寸前で踏み留まった松井は突然の事に驚き、声の主がいる方へと振り返る。
「だ、誰ですか? あなた……いえ、あなた達は?」
そこには、自分と同じ学校の制服を着た一人の女と、その傍らに、まるで女の従者の様に頭を垂れて控えている男の姿があった。
普段、人が寄り付かないこの場所に現れた二名の人物。深く考えるまでもなく自分の後をつけて来たのだと分かる。
「ここまで僕を追いかけて来たんだ…………。
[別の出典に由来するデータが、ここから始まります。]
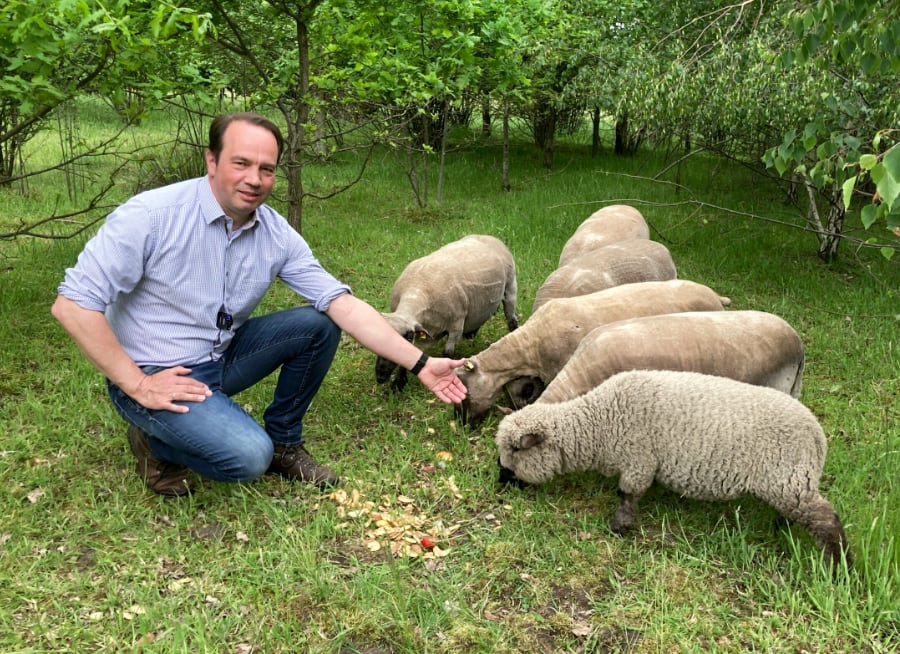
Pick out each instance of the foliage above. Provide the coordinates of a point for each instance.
(91, 561)
(54, 50)
(852, 143)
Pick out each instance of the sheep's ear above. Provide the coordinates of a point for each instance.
(529, 440)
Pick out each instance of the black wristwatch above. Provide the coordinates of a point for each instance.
(416, 369)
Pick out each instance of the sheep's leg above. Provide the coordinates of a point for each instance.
(509, 307)
(819, 518)
(625, 514)
(632, 486)
(399, 382)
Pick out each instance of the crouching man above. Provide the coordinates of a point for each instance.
(160, 302)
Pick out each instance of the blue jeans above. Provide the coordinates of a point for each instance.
(217, 438)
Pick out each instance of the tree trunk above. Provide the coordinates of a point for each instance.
(297, 115)
(441, 168)
(595, 132)
(834, 227)
(504, 173)
(621, 146)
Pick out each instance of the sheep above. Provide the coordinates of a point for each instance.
(542, 345)
(702, 436)
(617, 222)
(453, 291)
(755, 347)
(626, 262)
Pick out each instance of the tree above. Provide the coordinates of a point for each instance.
(53, 50)
(850, 150)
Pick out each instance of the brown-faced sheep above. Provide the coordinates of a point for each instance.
(702, 436)
(617, 222)
(538, 349)
(453, 291)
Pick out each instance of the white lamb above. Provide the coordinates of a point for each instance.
(702, 436)
(451, 292)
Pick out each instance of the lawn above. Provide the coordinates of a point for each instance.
(92, 561)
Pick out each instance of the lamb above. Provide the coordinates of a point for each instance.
(626, 262)
(755, 347)
(702, 436)
(541, 346)
(453, 291)
(617, 222)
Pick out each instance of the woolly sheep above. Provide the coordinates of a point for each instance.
(617, 222)
(627, 262)
(702, 436)
(543, 344)
(453, 291)
(750, 346)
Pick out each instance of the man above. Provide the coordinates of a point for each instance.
(160, 302)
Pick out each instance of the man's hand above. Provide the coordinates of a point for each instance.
(439, 376)
(163, 389)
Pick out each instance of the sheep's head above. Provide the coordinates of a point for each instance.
(523, 391)
(528, 452)
(480, 394)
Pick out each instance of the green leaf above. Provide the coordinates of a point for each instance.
(868, 161)
(847, 189)
(868, 215)
(891, 162)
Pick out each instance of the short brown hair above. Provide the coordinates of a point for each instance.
(221, 123)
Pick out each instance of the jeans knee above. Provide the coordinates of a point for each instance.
(248, 461)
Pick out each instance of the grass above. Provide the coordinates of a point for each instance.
(90, 561)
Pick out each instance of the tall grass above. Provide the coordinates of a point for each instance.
(91, 561)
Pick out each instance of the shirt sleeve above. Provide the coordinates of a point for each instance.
(303, 274)
(112, 262)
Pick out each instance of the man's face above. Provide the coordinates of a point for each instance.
(243, 176)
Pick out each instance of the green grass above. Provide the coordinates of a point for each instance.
(91, 561)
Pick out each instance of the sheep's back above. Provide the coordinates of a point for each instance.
(618, 222)
(750, 346)
(712, 437)
(612, 265)
(469, 276)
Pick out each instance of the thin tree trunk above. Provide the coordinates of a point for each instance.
(485, 115)
(504, 173)
(441, 167)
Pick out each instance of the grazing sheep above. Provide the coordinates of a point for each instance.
(453, 291)
(627, 262)
(542, 345)
(702, 436)
(755, 347)
(617, 222)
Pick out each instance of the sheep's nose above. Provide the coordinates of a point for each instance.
(508, 477)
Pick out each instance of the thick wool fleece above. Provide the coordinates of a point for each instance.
(543, 344)
(702, 436)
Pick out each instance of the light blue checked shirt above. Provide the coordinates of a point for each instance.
(165, 262)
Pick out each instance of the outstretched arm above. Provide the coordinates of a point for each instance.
(371, 330)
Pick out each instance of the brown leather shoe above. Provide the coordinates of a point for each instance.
(294, 462)
(160, 476)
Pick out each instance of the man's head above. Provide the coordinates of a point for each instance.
(241, 161)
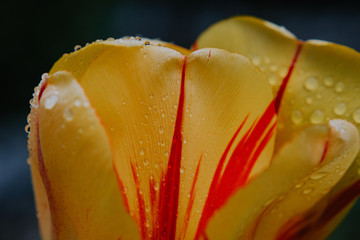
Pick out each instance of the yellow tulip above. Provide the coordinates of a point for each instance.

これもあの子達の命令なんだろ? なら伝えといてよ、僕は今から消えるってさ。ハハハ。君達からすればこんなに嬉しいことはないだろう? 普段からルールにうるさいクラスの邪魔者が一人消えるんだから。でも安心して、特に誰が悪いとか共犯者は誰とかそう言うのは考えていないから。全部……全部僕の力が足りなかった…………ただ…………ただそれだからさ……」
弱り切った顔で二人から視線をそらすともうすぐ沈もうとしている夕日を見つめながら、まくし立てるかのようにそういい終えた。
その様子をただ静かに聞いていた彼女は表情を少し和らげて口を開ける。
「何を勘違いしてるの」
「え?」
「だから私は言ったでしょう? 答えを出すのが早すぎるんじゃないかってね」
そのあまりにも予想外の答えに視線を二人へと戻す松井。
そんな松井の様子をみた傍らの男はおもむろに立ち上がり松井の方へ歩き出すと、ここでようやく口を開く。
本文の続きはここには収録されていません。